【CUDA编程系列】之01

CUDA 核函数编程基础：全理论讲清楚（中英双语）

你的文档覆盖的是 CUDA 的"最小闭环"：写核函数 → 正确映射线程 → 正确用内存 → 粗测性能 → 用工具定位瓶颈 → 做一轮优化。✅

1) CUDA 编程模型：Host vs Device、Kernel 的语义

中文

Host（CPU） 负责：分配显存、准备数据、发起 kernel、做同步/回收资源。
Device（GPU） 负责：并行执行 kernel（核函数）。
__global__ 表示该函数是 kernel：
- 从 Host 端调用 （用 <<<grid, block>>> 启动配置）
- 在 Device 端执行
CUDA 的并行执行单位分层：
- Grid（网格）：一次 kernel launch 的整体范围
- Block（线程块）：Grid 的分块；块内线程可协作（共享内存、同步）
- Thread（线程）：最小执行实体
- Warp（线程束） ：硬件调度的基本单位，通常 32 线程/warp；分支发散与访存合并都以 warp 为核心来理解 ⚠️

English

The host (CPU) orchestrates: memory allocation/copies, kernel launches, synchronization, and cleanup.
The device (GPU) executes kernels in parallel.
A __global__ function is a kernel:
- Launched from the host via <<<grid, block>>>
- Executed on the device
CUDA's execution hierarchy:
- Grid (one kernel launch)
- Block (a cooperative group; shared memory + synchronization)
- Thread
- Warp (hardware scheduling unit, typically 32 threads/warp ). Warp is the key to reasoning about branch divergence and memory coalescing.

2) 线程索引计算：为什么这些公式是"正确映射"的核心

2.1 一维索引（1D）

中文

cuda 复制代码

int idx = blockIdx.x * blockDim.x + threadIdx.x;

threadIdx.x：块内线程编号
blockIdx.x：块编号
blockDim.x：每块线程数
这个 idx 通常对应数组下标：data[idx]
if (idx < n) 是必要的 越界保护（因为 gridSize 往往是向上取整）

English

cuda 复制代码

int idx = blockIdx.x * blockDim.x + threadIdx.x;

threadIdx.x: thread's local index within a block
blockIdx.x: block index within the grid
blockDim.x: threads per block
idx commonly maps to array indices, and if (idx < n) is a required bounds check since grid sizes are usually rounded up.

2.2 二维索引（2D）：把 (row, col) 映射到线性内存

中文

cuda 复制代码

int row = blockIdx.y * blockDim.y + threadIdx.y;
int col = blockIdx.x * blockDim.x + threadIdx.x;
int idx = row * width + col;

GPU 全局内存是线性的（1D），但我们经常处理 2D/3D 数据
idx = row * width + col 是行优先（row-major）布局的典型展开

English

cuda 复制代码

int row = blockIdx.y * blockDim.y + threadIdx.y;
int col = blockIdx.x * blockDim.x + threadIdx.x;
int idx = row * width + col;

Global memory is linear, but data is often conceptualized as 2D/3D.
idx = row * width + col is the standard row-major flattening.

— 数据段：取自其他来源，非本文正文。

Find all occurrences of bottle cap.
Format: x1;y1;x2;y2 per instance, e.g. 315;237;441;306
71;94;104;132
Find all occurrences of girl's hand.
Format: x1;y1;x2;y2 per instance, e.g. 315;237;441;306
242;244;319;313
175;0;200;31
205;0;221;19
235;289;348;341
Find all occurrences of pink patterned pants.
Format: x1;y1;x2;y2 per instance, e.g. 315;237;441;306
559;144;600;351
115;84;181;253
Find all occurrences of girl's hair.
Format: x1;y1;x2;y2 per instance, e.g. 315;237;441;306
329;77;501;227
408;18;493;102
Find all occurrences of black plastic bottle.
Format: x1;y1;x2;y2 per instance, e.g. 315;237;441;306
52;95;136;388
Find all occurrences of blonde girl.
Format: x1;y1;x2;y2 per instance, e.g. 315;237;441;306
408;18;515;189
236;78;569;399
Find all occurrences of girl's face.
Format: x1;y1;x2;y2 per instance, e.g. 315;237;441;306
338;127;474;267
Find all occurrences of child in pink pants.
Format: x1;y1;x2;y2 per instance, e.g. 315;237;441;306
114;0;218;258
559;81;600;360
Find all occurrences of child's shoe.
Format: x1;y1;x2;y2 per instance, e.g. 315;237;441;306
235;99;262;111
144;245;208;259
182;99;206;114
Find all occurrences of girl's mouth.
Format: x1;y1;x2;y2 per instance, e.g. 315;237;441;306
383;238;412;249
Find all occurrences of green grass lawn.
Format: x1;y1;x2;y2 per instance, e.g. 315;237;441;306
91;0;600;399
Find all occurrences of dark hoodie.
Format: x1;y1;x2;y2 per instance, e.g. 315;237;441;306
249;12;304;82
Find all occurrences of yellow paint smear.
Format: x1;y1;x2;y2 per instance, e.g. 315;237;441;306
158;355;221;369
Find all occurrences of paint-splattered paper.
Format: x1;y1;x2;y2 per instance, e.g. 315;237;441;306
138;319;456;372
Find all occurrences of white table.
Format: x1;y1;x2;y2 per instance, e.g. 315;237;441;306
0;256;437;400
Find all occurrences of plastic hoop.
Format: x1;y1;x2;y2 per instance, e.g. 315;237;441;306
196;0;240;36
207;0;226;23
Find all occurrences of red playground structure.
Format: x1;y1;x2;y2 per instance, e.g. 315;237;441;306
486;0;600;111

2.3 三维索引（3D）：体数据/体素/多维张量的线性化

中文

cuda 复制代码

int idx = z * width * height + y * width + x;

本质还是"多维坐标 → 一维 offset"
关键是你要明确：width/height/depth 的含义、以及内存布局顺序

English

Same idea: map (x,y,z) into a linear offset.
The crucial part is being explicit about dimension semantics and layout order.

3) 网格与块配置：为什么"blockSize 选 256"常见但不是铁律

中文

3.1 典型 gridSize 计算

cuda 复制代码

int blockSize = 256;
int gridSize = (n + blockSize - 1) / blockSize;
myKernel<<<gridSize, blockSize>>>(data, n);

(n + blockSize - 1) / blockSize：向上取整，确保覆盖所有元素
blockSize 常选 128/256/512 的原因：
- 是 warp(32) 的倍数 → 便于调度与访存模式
- 通常能在"并行度 vs 资源占用（寄存器/共享内存）"之间取得不错平衡

3.2 最佳实践的真实含义

"warp 倍数"是指导原则，不是性能保证
真正限制性能的常见因素：
- kernel 使用了很多寄存器 → 降低 occupancy
- 使用大量共享内存 → 降低并发 block 数
- 内存访问不合并（coalescing 差） → 吞吐被带宽/延迟拖死
- 分支发散严重 → warp 利用率下降

English

gridSize = (n + blockSize - 1)/blockSize rounds up to cover all elements.
blockSize like 128/256/512 is common because it's a multiple of 32 (warp size), often yielding decent scheduling and memory behavior.
However, "multiple of warp" is a heuristic, not a guarantee. Real bottlenecks include registers/shared memory limiting concurrency, poor coalescing, or heavy branch divergence.

4) GPU 内存层次：你写 kernel 的"性能上限"主要由这里决定

可以把它理解为：越靠近 SM（计算核心）的内存越快、越小、越难用；越远的越大、越慢、越通用。

4.1 全局内存 Global Memory

中文

最大、最通用、最慢（相对共享/寄存器）
所有线程可访问
性能关键：访问是否合并（coalesced）、是否复用（缓存/L2）

English

Largest and most general, but relatively the slowest.
Accessible by all threads.
Performance depends heavily on coalescing and cache reuse.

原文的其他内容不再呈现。